Specifically, in the most frequent cases of greenwashing, the communication has no timely information or data to support its assertions; information and data are claimed to be certified when in fact they are not recognised by authoritative bodies; individual features of what is communicated are emphasised; information is generic to the point of consumer confusion; false or counterfeit labels may be used; and, finally, untrue environmental claims are made.
H&M, Coca-Cola, Wilkinson, Walmart: these are just a few names of companies that have recently been accused of greenwashing.
On April 6, 2022, the European Commission set out in a draft delegated regulation the regulatory technical standards (“RTS”) to be used by financial market participants when disclosing information related to sustainability, effective January 2023. The new Delegated Regulations specify the content, methodology, and presentation of the information to be disclosed to ensure its quality and comparability. Under the new regulatory technical standards, financial market participants will provide detailed information on how to address and reduce the possible negative impacts their investments may have on the environment and society at large.

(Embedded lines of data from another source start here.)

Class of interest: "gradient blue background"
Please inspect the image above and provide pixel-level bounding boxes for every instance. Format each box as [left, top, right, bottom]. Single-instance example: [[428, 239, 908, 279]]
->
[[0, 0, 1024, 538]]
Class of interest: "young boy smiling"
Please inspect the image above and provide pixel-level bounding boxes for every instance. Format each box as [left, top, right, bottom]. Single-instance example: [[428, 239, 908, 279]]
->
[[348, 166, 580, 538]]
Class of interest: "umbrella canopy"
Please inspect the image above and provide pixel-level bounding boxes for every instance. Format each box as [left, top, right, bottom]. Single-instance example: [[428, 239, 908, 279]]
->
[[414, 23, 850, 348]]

What to expect, eventually, for sustainable finance to come soon? With the publication of the Sustainable Finance Roadmap 2022-2024, circulated last February by the European Securities and Markets Authority (ESMA), areas of intervention and actions to be taken to coordinate a development, legal and consistent ESG markets within the states of the Union, are put on paper.
The purpose of the plan is twofold; on the one hand, to ensure timely interventions by ESMA, which is tasked with protecting investors and ensuring balance within the ESG market, and on the other hand, to measure ESMA’s own progress and, where necessary, adjust priorities for intervention in light of developments in new and old ESG market phenomena.
With these kinds of initiatives, the European Union is striving for a climate-neutral Europe by 2050.